"Cemil Çiçek geldi, lobide oturuyor" telefonu üzerine kayağa ara verip, "İyi seneler" demek ve sohbet etmek niyetiyle yanına gittim.
Arkadaşlarının tavla maçını izlerken bulduğum Çiçek, kıyafetim nedeniyle, "Siz kaymaya çalışıyorsunuz, biz ise kaymamaya" diye espri yaptı.
Uzun yıllardır tanıdığım için Çiçek’in, "O konuyu bilmem" demesinin anlamını çözdüğümden; "Tavladan anlamam, çok da oynamam" dediğinde iddiasını hissedip kendisini tavla düellosuna(!) davet ettim.

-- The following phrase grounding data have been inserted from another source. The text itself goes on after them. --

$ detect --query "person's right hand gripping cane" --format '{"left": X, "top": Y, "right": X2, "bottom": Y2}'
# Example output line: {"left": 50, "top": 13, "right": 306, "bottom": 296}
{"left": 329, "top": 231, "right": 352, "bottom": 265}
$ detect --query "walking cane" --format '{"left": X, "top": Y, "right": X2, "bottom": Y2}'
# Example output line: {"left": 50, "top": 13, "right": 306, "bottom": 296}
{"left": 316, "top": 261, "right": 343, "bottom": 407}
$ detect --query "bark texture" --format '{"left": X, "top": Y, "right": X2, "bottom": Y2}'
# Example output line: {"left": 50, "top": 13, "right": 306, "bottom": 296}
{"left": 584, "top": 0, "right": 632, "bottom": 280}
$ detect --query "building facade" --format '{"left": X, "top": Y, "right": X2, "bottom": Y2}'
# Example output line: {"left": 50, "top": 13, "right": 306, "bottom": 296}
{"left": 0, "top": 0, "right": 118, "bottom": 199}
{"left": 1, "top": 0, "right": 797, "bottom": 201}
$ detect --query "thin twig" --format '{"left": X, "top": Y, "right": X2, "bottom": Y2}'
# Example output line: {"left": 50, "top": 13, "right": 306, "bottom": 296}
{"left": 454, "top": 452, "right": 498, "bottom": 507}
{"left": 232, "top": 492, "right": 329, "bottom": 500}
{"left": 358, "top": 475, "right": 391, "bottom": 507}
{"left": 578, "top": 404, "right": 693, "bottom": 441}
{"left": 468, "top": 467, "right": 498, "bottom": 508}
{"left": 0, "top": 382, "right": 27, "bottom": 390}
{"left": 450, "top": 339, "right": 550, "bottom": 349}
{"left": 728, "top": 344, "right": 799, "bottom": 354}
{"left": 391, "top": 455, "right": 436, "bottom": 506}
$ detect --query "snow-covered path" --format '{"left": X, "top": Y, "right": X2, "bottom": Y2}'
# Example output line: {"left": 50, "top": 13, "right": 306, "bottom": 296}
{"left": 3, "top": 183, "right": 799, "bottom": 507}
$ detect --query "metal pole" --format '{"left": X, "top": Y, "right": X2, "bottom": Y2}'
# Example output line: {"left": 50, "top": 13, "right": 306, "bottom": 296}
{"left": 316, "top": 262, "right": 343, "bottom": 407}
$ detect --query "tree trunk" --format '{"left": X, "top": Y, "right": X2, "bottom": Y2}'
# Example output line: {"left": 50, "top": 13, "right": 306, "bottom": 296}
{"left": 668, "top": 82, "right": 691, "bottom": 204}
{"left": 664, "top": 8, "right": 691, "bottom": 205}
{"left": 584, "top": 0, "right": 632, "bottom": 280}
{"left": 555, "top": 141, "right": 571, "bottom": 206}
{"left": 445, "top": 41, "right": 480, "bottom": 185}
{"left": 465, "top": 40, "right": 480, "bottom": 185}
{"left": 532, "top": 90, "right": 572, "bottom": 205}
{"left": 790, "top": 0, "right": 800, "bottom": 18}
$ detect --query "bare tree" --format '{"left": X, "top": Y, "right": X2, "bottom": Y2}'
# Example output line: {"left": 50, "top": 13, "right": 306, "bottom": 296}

Çiçek’e bir kitap borçlandım; ama Melih Gökçek’e verdiği desteğin "kaymamak" için sağlam zemin olup olmadığını sorguladığım için kárda sayılırım.
BAŞARILI OLAN KALIR
Çiçek’le yaptığım uzun görüşmeye Gökçek tartışmasıyla başladım.
Malum, aynı siyasi grup içinden geldiği için Gökçek’e en büyük desteği kendisinin verdiği; en yakın iki arkadaşı AKP Genel Başkan Yardımcıları Abdülkadir Aksu ile Necati Çetinkaya’nın tansiyonlarını fırlatmayı da göze alarak, Çiçek hatırına Gökçek için seferber oldukları konuşulup duruyor.
Ben, "Gökçek" deyince, Çiçek hemen, "Adaylığı doğru ve isabetli; çünkü siyaset başarıya dayanır. Melih Bey başarısı ispat edilmiş bir aday.Başarılı olmasa Ankaralı üç dönem seçer miydi?" diye sorup devam etti:
"Batı demokrasilerinde ölçü budur. İşte; Almanya’da Kohl, İngiltere’de Thatcher ve Blair. Başarı herkese göre farklı değerlendirilebilir; ama vatandaş tercihi ortada. Niyebaştan aday yapılmadı deniyor. AK Parti’de daha baştan yüzde 100 belli olan aday yok. Bunun prosedürü var. Yoklamalar, anketler yapılmadan doğru olmazdı. Biz kişiler değil, parti açısından bakarız."
Gökçek’e desteğin gerekçesini böyle açıklayan, Başbakan Tayyip Erdoğan’ın seçiminde de "başarı ve halkla ilişki" kriterlerinin belirleyici olduğunu anlatan Çiçek, "Geçmiş hukukumun bunda rolü yok" deyip kanıt da gösterdi:
"Partideki toplantıda da söyledim, herkes duydu.Babamın düşmanı da olsa, seçimi kim kazanacaksa onun adaylığı doğru.Parti, kişiden önde. Ankara’da seçimi parti için riske sokmak yanlıştır.Hissi tercih olmaz."
GÖKÇEK’İN ŞANSI
Seçimi kesinlikle alacaklarına inanan Çiçek’in, Gökçek’in son dönem olumsuz bir performans sergilediği görüşüne katılmadığını da belirteyim.
Çiçek’e göre, "Bu medyanın yıpratma uğraşısı.Medyanın etkisi de belli; geçmişte yıpratmaya çalıştıklarının şimdi nerede olduğu da ortada."
Çiçek penceresinden Gökçek’le ilgili manzara bu, şimdi bir de Ankara’da yeni konuşulmaya başlanan bir komplo teorisinden söz edeyim.
Bu teoriye göre, yedi gencimizin ölümü karşısında dahi sessiz kalan, o büyük taziye duyarlılığını, olay mekánını belediye araç ve görevlileriyle doldurmayı bu kez unutan Gökçek, yattığı derin uykudan şu planla kalkacak:
"Neye mal olursa olsun, neyi gerektirirse gerektirsin, DSP’nin bir aday çıkarması sağlanacak.CHP’nin Eskişehir’de aday çıkarması bu işi kolaylaştıracak.Bu sağlanamazsa solda bağımsız bir aday bulunacak."
Kim inanır kim inanmaz bilemem; ama şu uyarı da sola:
Karayalçın dışında ikinci isim Gökçek destekli görülecek, bilinecek.